The Driver Guide is right on about who yields to whom when two drivers arrive at the same time. In the law, like the guide, you yield to the driver on the right. If I understand your question correctly, that’s the reverse of what you asked. That may have just been a writing error, but it inadvertently makes an important point.
Even the best-intentioned drivers don’t always get it right, so sometimes we need to adapt. When a driver who should have yielded pulls into the intersection, it’s now the responsibility of other drivers to “yield the right-of-way to any vehicle in the intersection.” If that seems unfair, think of it this way; you’re trading a few seconds for a safer intersection experience. That seems like a pretty good deal.
Kary
Two points/concerns. First, the above doesn’t seem to deal with the obvious, that two cars passing through an intersection in opposite directions can do so simultaneously. The one arriving/entering first can effectively act as a blocker for the one passing the opposite direction. Ditto two cars turning left. To only have one car pass through at a time at a busy intersection is inefficient and slows everyone down.

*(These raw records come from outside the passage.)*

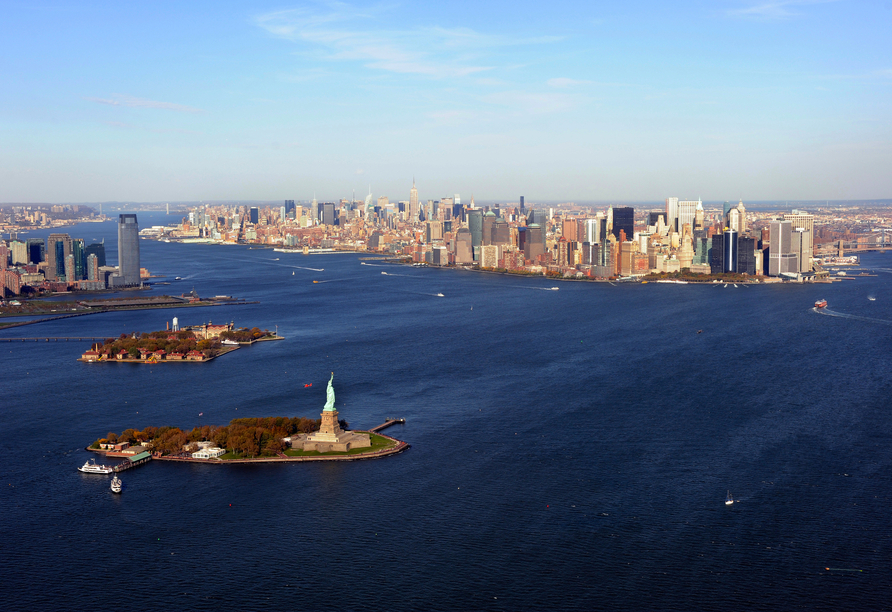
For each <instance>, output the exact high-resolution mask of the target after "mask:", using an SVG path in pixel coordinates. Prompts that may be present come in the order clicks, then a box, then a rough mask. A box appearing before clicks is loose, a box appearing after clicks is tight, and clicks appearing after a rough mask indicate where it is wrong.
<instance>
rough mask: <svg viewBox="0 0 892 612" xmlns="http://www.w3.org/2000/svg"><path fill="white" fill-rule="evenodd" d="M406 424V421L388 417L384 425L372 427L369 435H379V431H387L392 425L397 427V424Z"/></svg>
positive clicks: (401, 419)
mask: <svg viewBox="0 0 892 612" xmlns="http://www.w3.org/2000/svg"><path fill="white" fill-rule="evenodd" d="M405 422H406V419H394V418H391V417H387V418H386V419H384V422H383V423H381V424H380V425H378V426H376V427H372V428H371V429H369V430H368V432H369V433H378V432H379V431H382V430H384V429H387V428H388V427H390V426H391V425H396V424H397V423H399V424H403V423H405Z"/></svg>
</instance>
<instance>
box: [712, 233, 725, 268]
mask: <svg viewBox="0 0 892 612" xmlns="http://www.w3.org/2000/svg"><path fill="white" fill-rule="evenodd" d="M709 271H710V273H712V274H721V273H722V272H724V271H725V234H716V235H715V236H713V237H712V247H710V249H709Z"/></svg>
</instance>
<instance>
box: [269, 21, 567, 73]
mask: <svg viewBox="0 0 892 612" xmlns="http://www.w3.org/2000/svg"><path fill="white" fill-rule="evenodd" d="M378 11H379V9H371V10H367V11H358V10H355V9H353V8H352V7H350V6H349V5H346V4H343V3H337V4H334V5H331V6H329V8H328V10H327V11H314V10H310V9H308V8H299V9H291V10H283V11H275V12H272V13H267V14H264V15H259V16H257V17H256V18H255V19H254V22H255V24H256V25H257V26H258V27H260V28H262V29H264V30H266V31H267V32H268V33H269V34H271V35H273V36H276V37H279V38H284V39H286V40H290V41H292V42H297V43H305V44H306V45H308V46H309V47H310V48H309V49H308V50H309V51H312V52H315V53H317V54H321V56H322V57H323V58H324V59H327V60H331V61H358V62H362V63H364V65H365V66H366V67H367V68H372V69H375V70H383V71H387V72H393V73H397V74H417V75H424V76H429V77H432V78H454V77H464V76H468V75H472V74H477V73H480V72H485V71H488V70H491V69H492V68H493V66H491V65H489V62H481V61H480V60H479V58H480V56H481V55H482V54H483V52H484V51H485V50H487V49H492V48H496V47H508V46H518V45H528V44H543V43H550V42H555V41H557V40H560V38H559V37H554V36H541V37H536V38H527V39H524V38H522V37H509V36H500V35H493V34H485V33H481V32H477V31H475V30H472V29H469V28H442V27H421V28H417V29H415V30H408V31H387V30H381V29H376V28H375V24H374V17H375V16H376V14H377V12H378Z"/></svg>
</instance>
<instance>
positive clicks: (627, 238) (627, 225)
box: [610, 206, 635, 240]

Second, in years past I would have said the yielding to the driver to the right was the most important rule. But that was due to a lack of credible reliable evidence as to who arrived/entered first, since both drivers would claim they arrived/entered first. But now with dash cams that might be different. Those dash cams would not only show who arrived first, but also who entered the intersection first, the rule applied by the RCW. My question though would be would a cop, court or insurance company look at that evidence?
DOUG DAHL
Yep, you’re right. If no one is crossing paths with another driver, like with opposing vehicles going straight through the intersection, there’s no one to yield to, and you don’t need to wait. That’s assuming you trust that the other driver would use their turn signals if they were turning. And you can often tell if a non-signaling driver intends to turn by how they approach and enter the intersection. I was thinking a confident, experienced, and attentive driver would be the one that would enter the intersection without waiting for the oncoming car to clear, but then again, an inexperienced and oblivious driver might do it too, so that leaves us the unconfident and attentive drivers waiting for the oncoming car to pass before entering the intersection.

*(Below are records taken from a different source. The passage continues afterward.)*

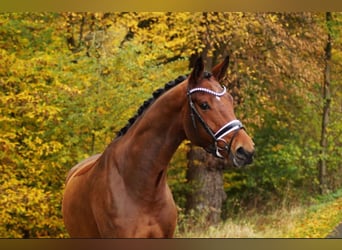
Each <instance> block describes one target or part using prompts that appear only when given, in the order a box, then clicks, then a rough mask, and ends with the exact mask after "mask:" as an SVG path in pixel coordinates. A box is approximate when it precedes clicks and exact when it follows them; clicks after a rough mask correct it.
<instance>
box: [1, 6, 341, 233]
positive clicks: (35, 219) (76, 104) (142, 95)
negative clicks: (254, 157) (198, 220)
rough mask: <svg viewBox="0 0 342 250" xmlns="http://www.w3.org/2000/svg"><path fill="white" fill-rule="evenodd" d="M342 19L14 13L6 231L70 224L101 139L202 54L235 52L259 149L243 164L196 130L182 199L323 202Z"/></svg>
mask: <svg viewBox="0 0 342 250" xmlns="http://www.w3.org/2000/svg"><path fill="white" fill-rule="evenodd" d="M341 21H342V15H341V13H331V19H330V20H329V21H328V22H327V20H326V14H325V13H221V12H218V13H201V12H198V13H186V12H184V13H164V12H163V13H154V12H148V13H144V12H140V13H134V12H129V13H74V12H67V13H1V14H0V34H1V38H2V39H1V41H0V60H1V68H0V107H1V108H0V127H1V136H0V149H1V150H0V172H1V176H2V178H1V180H0V197H1V198H0V204H1V206H2V208H3V209H2V210H1V215H0V217H1V223H0V236H1V237H65V236H67V235H66V232H65V229H64V225H63V221H62V217H61V211H60V207H61V199H62V192H63V187H64V180H65V176H66V173H67V171H68V170H69V169H70V168H71V167H72V166H73V165H75V164H76V163H77V162H79V161H80V160H82V159H84V158H85V157H87V156H89V155H91V154H94V153H97V152H101V151H102V150H103V149H104V148H105V146H106V145H107V144H108V143H109V142H110V141H111V140H112V139H113V137H114V136H115V133H116V132H117V131H119V130H120V128H121V127H123V126H124V125H125V124H126V122H127V120H128V119H129V118H130V117H131V116H132V115H133V114H134V113H135V112H136V110H137V108H138V107H139V106H140V104H141V103H142V102H143V101H144V100H145V99H147V98H149V97H150V95H151V93H152V92H153V90H155V89H157V88H159V87H161V86H163V85H164V84H165V83H166V82H168V81H170V80H173V79H175V78H177V77H178V76H179V75H184V74H187V73H188V72H189V71H190V67H191V65H192V61H193V59H194V58H196V57H197V56H199V55H202V56H203V57H204V58H205V61H206V67H207V69H210V68H211V67H212V65H214V64H215V63H217V62H219V61H220V60H221V59H222V58H223V57H224V56H226V55H230V58H231V64H230V66H229V70H228V75H227V78H226V79H225V81H224V82H223V84H225V85H227V86H228V88H229V91H230V92H231V93H232V95H233V96H234V101H235V104H236V105H235V113H236V115H237V117H238V119H240V120H241V121H242V122H243V123H244V124H245V126H246V128H247V130H248V133H249V134H250V135H252V136H253V138H254V141H255V144H256V150H257V153H256V157H255V161H254V163H253V164H252V165H251V166H250V167H248V168H246V169H241V170H240V169H233V168H230V167H229V166H228V167H227V162H224V161H220V160H216V159H214V158H213V157H211V156H209V155H208V154H207V153H205V152H204V151H203V150H202V149H199V148H195V147H193V146H191V145H189V144H188V142H185V143H183V144H182V145H181V146H180V148H179V150H178V151H177V153H176V154H175V156H174V157H173V159H172V161H171V163H170V167H169V172H168V179H169V184H170V186H171V189H172V191H173V194H174V198H175V200H176V203H177V205H178V206H179V209H180V211H181V213H183V211H185V209H186V208H187V209H188V211H189V216H191V212H190V211H191V210H192V209H195V208H196V207H197V208H198V207H199V208H201V209H200V210H198V211H199V212H198V213H197V214H201V216H204V217H205V218H206V220H205V221H206V224H211V223H217V222H218V221H220V220H222V219H224V218H229V217H230V216H235V215H236V214H237V213H241V212H246V211H247V212H248V211H255V210H256V211H258V212H261V211H265V212H267V211H270V210H272V209H275V208H277V207H279V206H290V205H293V204H298V203H302V202H309V201H310V200H311V198H312V197H315V195H317V194H318V193H319V192H320V189H321V187H322V186H321V182H320V178H319V167H318V166H319V160H320V159H324V160H325V162H326V174H325V175H324V182H325V186H324V188H325V190H326V192H332V191H336V190H338V189H340V188H341V183H342V180H341V179H342V172H341V170H342V163H341V159H342V157H341V156H342V147H341V145H342V138H341V134H342V123H341V112H342V106H341V103H342V102H341V101H342V96H341V93H342V91H341V86H342V85H341V72H342V70H341V63H340V62H341V58H342V53H341V51H342V50H341V49H342V48H341V28H340V27H341ZM327 25H328V26H327ZM328 34H330V37H331V60H330V63H329V65H330V71H331V72H330V96H331V99H330V100H331V102H330V113H329V122H328V123H327V126H326V129H325V131H326V134H325V138H326V146H325V152H324V155H323V154H322V148H321V145H320V138H321V129H322V127H321V123H322V116H323V105H324V103H325V102H323V97H322V93H323V86H324V85H323V84H324V68H325V65H326V61H325V48H326V45H327V41H328ZM322 157H324V158H322ZM201 216H198V217H201ZM206 216H209V217H206ZM195 219H196V218H195ZM197 219H198V218H197ZM202 221H203V220H202ZM195 222H196V220H193V223H195Z"/></svg>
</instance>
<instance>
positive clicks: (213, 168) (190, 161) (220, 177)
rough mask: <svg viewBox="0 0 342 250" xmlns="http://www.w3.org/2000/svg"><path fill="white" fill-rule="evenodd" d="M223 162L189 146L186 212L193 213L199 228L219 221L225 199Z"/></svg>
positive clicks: (220, 215) (223, 165) (188, 153)
mask: <svg viewBox="0 0 342 250" xmlns="http://www.w3.org/2000/svg"><path fill="white" fill-rule="evenodd" d="M223 164H224V161H222V160H218V159H217V158H215V157H214V156H212V155H210V154H208V153H207V152H205V151H204V150H203V149H202V148H199V147H196V146H191V148H190V151H189V153H188V171H187V180H188V182H189V184H190V186H191V187H192V188H191V192H190V193H189V194H188V197H187V204H186V210H187V211H188V212H190V211H194V212H195V215H196V219H197V221H196V222H197V224H198V225H199V226H209V225H213V224H217V223H219V222H220V221H221V208H222V203H223V202H224V200H225V199H226V193H225V192H224V188H223V166H224V165H223Z"/></svg>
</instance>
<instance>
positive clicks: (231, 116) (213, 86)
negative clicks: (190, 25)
mask: <svg viewBox="0 0 342 250" xmlns="http://www.w3.org/2000/svg"><path fill="white" fill-rule="evenodd" d="M228 61H229V59H228V57H227V58H226V59H225V60H224V61H223V62H222V63H220V64H218V65H216V66H215V67H214V68H213V69H212V73H208V72H204V65H203V61H202V59H198V60H197V61H196V63H195V66H194V69H193V70H192V72H191V74H190V75H189V77H179V78H177V79H176V80H175V81H173V82H170V83H168V84H166V85H165V89H163V90H159V91H157V92H155V93H154V94H153V95H154V98H153V102H151V104H149V103H148V102H146V103H145V105H144V106H142V107H141V108H140V109H139V113H138V115H137V116H136V117H134V118H133V119H131V120H130V124H129V125H128V126H126V127H125V128H124V129H122V130H121V131H120V132H119V134H118V136H117V138H116V139H114V140H113V141H112V142H111V143H110V144H109V145H108V146H107V148H106V149H105V151H104V152H103V153H102V154H98V155H94V156H92V157H90V158H88V159H86V160H84V161H83V162H81V163H79V164H78V165H76V166H75V167H73V168H72V169H71V170H70V172H69V174H68V177H67V181H66V187H65V192H64V197H63V206H62V210H63V216H64V223H65V226H66V228H67V231H68V232H69V234H70V236H71V237H96V238H99V237H107V238H108V237H109V238H113V237H119V238H123V237H139V238H142V237H172V236H173V234H174V231H175V227H176V221H177V209H176V205H175V203H174V200H173V197H172V194H171V191H170V189H169V187H168V185H167V182H166V175H167V166H168V163H169V162H170V160H171V157H172V155H173V154H174V152H175V151H176V149H177V147H178V146H179V145H180V143H181V142H182V141H183V140H185V139H188V140H190V141H191V142H192V143H194V144H195V145H199V146H201V147H203V148H205V149H206V150H207V151H208V152H210V153H212V154H214V155H215V156H217V157H220V158H223V157H225V158H230V160H231V162H232V163H233V164H234V165H235V166H237V167H241V166H244V165H246V164H249V163H251V162H252V156H253V152H254V144H253V142H252V140H251V138H250V137H249V136H248V135H247V133H246V132H245V130H244V129H243V126H242V124H241V122H240V121H238V120H236V117H235V114H234V110H233V99H232V97H231V96H230V95H229V94H228V93H227V92H226V89H225V87H222V86H221V85H220V84H219V81H220V80H221V79H222V78H223V77H224V76H225V72H226V71H227V67H228ZM151 101H152V99H151Z"/></svg>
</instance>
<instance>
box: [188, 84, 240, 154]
mask: <svg viewBox="0 0 342 250" xmlns="http://www.w3.org/2000/svg"><path fill="white" fill-rule="evenodd" d="M222 87H223V90H222V91H221V92H215V91H213V90H210V89H206V88H193V89H188V93H187V96H188V99H189V106H190V116H191V120H192V124H193V126H194V129H195V130H196V131H197V126H196V118H197V119H198V121H199V122H200V124H201V125H202V126H203V128H204V129H205V131H206V132H207V133H208V134H209V135H210V136H211V137H212V139H213V141H214V142H213V144H211V145H209V146H208V147H206V148H204V149H205V150H206V151H207V152H209V153H211V154H212V155H214V156H216V157H218V158H223V155H222V154H221V153H220V151H224V150H226V151H227V152H228V155H229V153H230V150H231V146H232V143H233V140H234V138H235V137H236V135H237V132H238V131H239V130H240V129H244V127H243V125H242V123H241V122H240V121H239V120H232V121H230V122H228V123H226V124H225V125H223V126H222V127H221V128H220V129H219V130H217V131H216V132H215V133H214V132H213V130H212V129H211V128H210V127H209V126H208V124H207V123H206V122H205V121H204V120H203V118H202V117H201V115H200V113H199V112H198V110H197V109H196V107H195V104H194V103H193V101H192V99H191V95H192V94H193V93H195V92H204V93H206V94H210V95H214V96H217V97H221V96H223V95H224V94H226V92H227V90H226V87H225V86H222ZM233 132H234V134H233V135H232V137H231V138H230V141H229V143H227V142H226V141H225V140H224V139H223V137H224V136H226V135H228V134H230V133H233ZM220 141H221V142H223V143H224V145H225V146H224V147H220V146H218V142H220Z"/></svg>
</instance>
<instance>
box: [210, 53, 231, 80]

Dash cams bring up an interesting question. What happens if a driver follows the RCW, but it doesn’t quite match our commonly accepted intersection practice? The dash cam would show who entered first, but if it didn’t play out according to a driver’s expectations, I could see a driver complaining that it was their turn. Which kind of gets us back to the thing about no one having the right of way; only yielding it to others. I can’t speak for the police and the insurance companies, but I would hope they’d welcome any evidence that helps explain what happened.
Susan
Thanks! I got my lefts and rights wrong.
There are a lot of overly polite drivers in my area and we can sit at an intersection inviting each other to cross first until someone wakes up and goes.
Kary
Susan, you hit on one of my pet peeves. Drivers who are too polite and try to unilaterally change the rules of the road. Their politeness just makes things inefficient because the other driver has to figure out what they’re thinking. They’re worse in a way than the people who don’t know what they’re doing, or those who are not paying attention, because they’re doing it purposefully!